En une année seulement les équipes mixtes du Ministère de l’Intérieur, de l’Agence d’Etat à la Sécurité Nationale et du Parquet en Bulgarie ont démantelé 279 groupes criminels agissant dans notre pays et en dehors de lui, et en traduit en justice 600 personnes au total. En outre ont été démasquées en tout 1269 personnes dont 209 des chefs maffieux. C’est là une partie du rapport du Ministère de l’Intérieur pour la première année du gouvernement du parti GERB ou citoyens pour un développement européen de la Bulgarie au pouvoir, présenté par le Ministre de l’Intérieur Tzvetan Tzvetanov lors d’une table ronde à l’Assemblée nationale, organisée par la Fondation « Hans Ziedel ». Tzvetan Tzvetanov a qualifié la création d’équipes mixtes spécialisées du Ministère de l’Intérieur, de l’Agence d’Etat à la Sécurité Nationale et du parquet en Bulgarie pour agir contre la criminalité organisée comme le plus grand succès pour l’année passée – c’est le résultat de la forte volonté politique mais aussi législative à la 41 me Assemblée Nationale bulgare, qui a fait les premiers amendements au Code pénal et au Code de Procédure Pénale. Cela a été également mentionné dans le quatrième rapport annuel de la Commission Européenne sur les progrès de la Bulgarie pour le mécanisme de coopération et de vérification dans le domaine « Justice et ordre intérieur » dans lequel pour la première fois depuis 2007 l’on remarque qu’en Bulgarie il y a une forte volonté politique et une aspiration à des réformes contre la criminalité organisée et la corruption dans les étages plus élevés du pouvoir. Aux journalistes Tzvetan Tzvetanov a encore indiqué que les réformes dans le Ministère de l’Intérieur ont été coordonnées avec nos partenaires européens et c’est avec leur aide que désormais sont formé des policiers observant la criminalité organisée.
« Pendant les 12 derniers mois nous avons réussis à faire revenir la confiance de nos partenaires euro atlantiques car la criminalité organisées de nos jours dans sa plus grande partie est transfrontalière a souligné le ministre de l’Intérieur. C’est pour cela que précisément sont organisées des opérations internationales mixtes dans le cadre de la lutte contre la prostitution, le trafic de personnes, les fraudes avec les cartes de crédit sur le territoire de toute l’Europe.

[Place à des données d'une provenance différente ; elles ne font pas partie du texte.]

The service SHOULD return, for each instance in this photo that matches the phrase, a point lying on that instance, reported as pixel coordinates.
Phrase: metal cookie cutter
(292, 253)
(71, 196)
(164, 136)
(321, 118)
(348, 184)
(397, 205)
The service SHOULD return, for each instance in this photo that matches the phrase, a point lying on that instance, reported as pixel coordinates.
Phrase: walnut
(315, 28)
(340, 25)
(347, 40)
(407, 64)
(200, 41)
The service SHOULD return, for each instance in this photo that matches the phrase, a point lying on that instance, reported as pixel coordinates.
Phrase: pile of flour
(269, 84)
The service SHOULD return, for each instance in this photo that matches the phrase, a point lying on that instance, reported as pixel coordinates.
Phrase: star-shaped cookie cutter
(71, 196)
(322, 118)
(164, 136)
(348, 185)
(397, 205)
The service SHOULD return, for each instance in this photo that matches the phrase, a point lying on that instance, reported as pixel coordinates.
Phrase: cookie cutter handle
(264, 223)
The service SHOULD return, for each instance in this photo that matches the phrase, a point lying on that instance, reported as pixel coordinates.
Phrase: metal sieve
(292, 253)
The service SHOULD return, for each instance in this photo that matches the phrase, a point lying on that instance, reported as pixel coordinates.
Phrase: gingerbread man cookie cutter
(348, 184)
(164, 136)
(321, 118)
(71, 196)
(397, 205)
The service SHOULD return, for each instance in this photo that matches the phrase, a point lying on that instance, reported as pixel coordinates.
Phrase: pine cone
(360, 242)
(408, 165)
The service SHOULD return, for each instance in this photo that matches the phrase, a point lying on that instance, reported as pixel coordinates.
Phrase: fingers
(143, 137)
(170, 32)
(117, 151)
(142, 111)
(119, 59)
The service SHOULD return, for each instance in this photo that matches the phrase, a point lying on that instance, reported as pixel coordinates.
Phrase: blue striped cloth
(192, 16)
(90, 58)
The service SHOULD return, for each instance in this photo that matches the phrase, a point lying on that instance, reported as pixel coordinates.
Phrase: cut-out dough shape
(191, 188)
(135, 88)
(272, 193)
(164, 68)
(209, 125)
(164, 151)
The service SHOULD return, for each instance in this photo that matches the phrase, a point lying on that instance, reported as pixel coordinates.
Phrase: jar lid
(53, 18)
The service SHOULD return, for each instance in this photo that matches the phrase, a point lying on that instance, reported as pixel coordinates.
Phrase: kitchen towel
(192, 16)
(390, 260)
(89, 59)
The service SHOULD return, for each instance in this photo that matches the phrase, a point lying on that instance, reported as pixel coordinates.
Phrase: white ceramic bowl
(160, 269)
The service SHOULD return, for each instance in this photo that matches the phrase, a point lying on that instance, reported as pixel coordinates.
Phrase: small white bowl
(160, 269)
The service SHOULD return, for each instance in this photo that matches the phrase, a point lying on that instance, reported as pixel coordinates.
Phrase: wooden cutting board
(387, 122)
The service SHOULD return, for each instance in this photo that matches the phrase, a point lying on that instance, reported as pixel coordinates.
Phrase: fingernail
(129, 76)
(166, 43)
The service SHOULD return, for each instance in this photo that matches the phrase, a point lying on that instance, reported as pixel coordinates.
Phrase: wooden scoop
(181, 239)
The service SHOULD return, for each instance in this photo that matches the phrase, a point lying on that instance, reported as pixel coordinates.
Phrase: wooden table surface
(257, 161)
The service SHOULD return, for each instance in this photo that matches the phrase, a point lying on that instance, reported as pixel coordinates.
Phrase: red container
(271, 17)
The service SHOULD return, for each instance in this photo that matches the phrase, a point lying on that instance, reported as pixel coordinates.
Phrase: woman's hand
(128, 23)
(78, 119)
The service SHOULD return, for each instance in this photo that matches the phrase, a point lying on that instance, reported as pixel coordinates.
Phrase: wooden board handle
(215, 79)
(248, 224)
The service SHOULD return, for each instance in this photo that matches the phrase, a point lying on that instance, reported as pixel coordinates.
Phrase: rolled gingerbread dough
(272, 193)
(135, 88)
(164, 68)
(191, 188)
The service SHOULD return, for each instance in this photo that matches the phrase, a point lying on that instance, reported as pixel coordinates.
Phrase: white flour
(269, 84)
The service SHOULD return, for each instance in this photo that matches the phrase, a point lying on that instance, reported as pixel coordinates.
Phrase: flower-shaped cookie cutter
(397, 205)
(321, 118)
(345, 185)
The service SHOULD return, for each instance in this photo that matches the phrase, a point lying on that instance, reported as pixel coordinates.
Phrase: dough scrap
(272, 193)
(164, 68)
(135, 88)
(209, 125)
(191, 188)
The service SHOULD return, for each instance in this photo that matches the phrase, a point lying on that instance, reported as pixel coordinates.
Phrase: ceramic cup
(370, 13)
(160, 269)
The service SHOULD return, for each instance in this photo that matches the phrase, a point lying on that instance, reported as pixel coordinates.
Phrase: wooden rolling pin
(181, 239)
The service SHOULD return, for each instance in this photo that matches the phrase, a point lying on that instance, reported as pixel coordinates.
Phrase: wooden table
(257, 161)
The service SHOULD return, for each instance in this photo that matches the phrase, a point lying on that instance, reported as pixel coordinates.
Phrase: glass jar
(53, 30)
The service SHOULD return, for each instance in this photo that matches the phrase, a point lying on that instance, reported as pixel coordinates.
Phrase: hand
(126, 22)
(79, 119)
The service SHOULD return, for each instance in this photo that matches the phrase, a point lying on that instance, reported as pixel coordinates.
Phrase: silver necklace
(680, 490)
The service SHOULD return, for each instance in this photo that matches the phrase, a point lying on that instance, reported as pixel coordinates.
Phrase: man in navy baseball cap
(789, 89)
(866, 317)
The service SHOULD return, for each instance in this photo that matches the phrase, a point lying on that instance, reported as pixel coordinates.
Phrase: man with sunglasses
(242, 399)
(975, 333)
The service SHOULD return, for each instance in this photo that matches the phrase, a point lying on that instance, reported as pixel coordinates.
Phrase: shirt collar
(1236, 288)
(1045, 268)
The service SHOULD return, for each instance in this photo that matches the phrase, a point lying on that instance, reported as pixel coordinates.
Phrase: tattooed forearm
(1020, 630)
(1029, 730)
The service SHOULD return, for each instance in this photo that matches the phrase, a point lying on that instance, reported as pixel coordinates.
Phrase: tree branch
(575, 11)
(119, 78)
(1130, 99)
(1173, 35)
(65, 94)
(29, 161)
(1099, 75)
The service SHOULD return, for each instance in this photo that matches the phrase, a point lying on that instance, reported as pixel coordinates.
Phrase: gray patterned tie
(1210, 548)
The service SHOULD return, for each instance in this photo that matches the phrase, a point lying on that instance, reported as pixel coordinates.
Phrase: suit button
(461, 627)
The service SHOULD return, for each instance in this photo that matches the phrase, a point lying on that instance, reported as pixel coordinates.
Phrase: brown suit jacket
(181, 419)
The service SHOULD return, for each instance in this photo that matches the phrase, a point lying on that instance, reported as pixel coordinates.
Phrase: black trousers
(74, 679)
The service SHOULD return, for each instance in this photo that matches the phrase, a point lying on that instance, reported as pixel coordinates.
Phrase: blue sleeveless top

Nous travaillons au maximum rapidement sur tout ce qui nous a été demandé de la part de nos partenaires sans que des informations soient dévoilées.
Le succès du Ministère de l’Intérieur est aussi dans le fait que pendant l’année écoulée il n’ y a eu aucun rapt, a indiqué Tzvetan Tzvetanov.
« Mais très inquiétante est la tendance que les personnes capturées pour des crimes, perpétrés sur le territoire de notre pays reçoivent des peines légères comme par exemple, le sursis, la désapprobation sociale, la probation – remarque t il. Selon lui ces punitions ne correspondent au danger des crimes perpétrés. Il a encore donné l’exemple d’un groupe criminel organisé d’escrocs utilisant les téléphones dont les victimes sont le plus souvent des personnes âgées confiantes. Les personnes interpellées ont reçues en tout 11 sentences analogues légères.
« Mais cependant Tzvetanov est de l’avis catégorique que de telles thèses ne doivent pas créer des problèmes entre le système de protection juridique et le système de la justice. Les arguments des cours cependant le plus souvent sont impropres ou insuffisants dans la phase jusqu’au procès, menée par les procureurs. Pour Radio Bulgarie le Procureur Principal de la Bulgarie Boris Veltchev a commenté :
« Je peux dire d’une manière tout à fait responsable que pendant l’année écoulée sur les 89 % des actes d’accusation, présentés au parquet il y a eu des sentences. Des procès qui se terminent par une sentence d’acquittement, il y en a toujours eu et il y en aura toujours. Il n’existe pas d’Etat sans de tel cas. Mais faire des conclusions générales à partir d’une, deux ou trois condamnations d’acquittement sur le fond de quelques dizaines de milliers de condamnations est erroné. Incontestablement, on pourrait toujours demander davantage sur la qualité des preuves, surtout pour les procès plus grands et compliqués.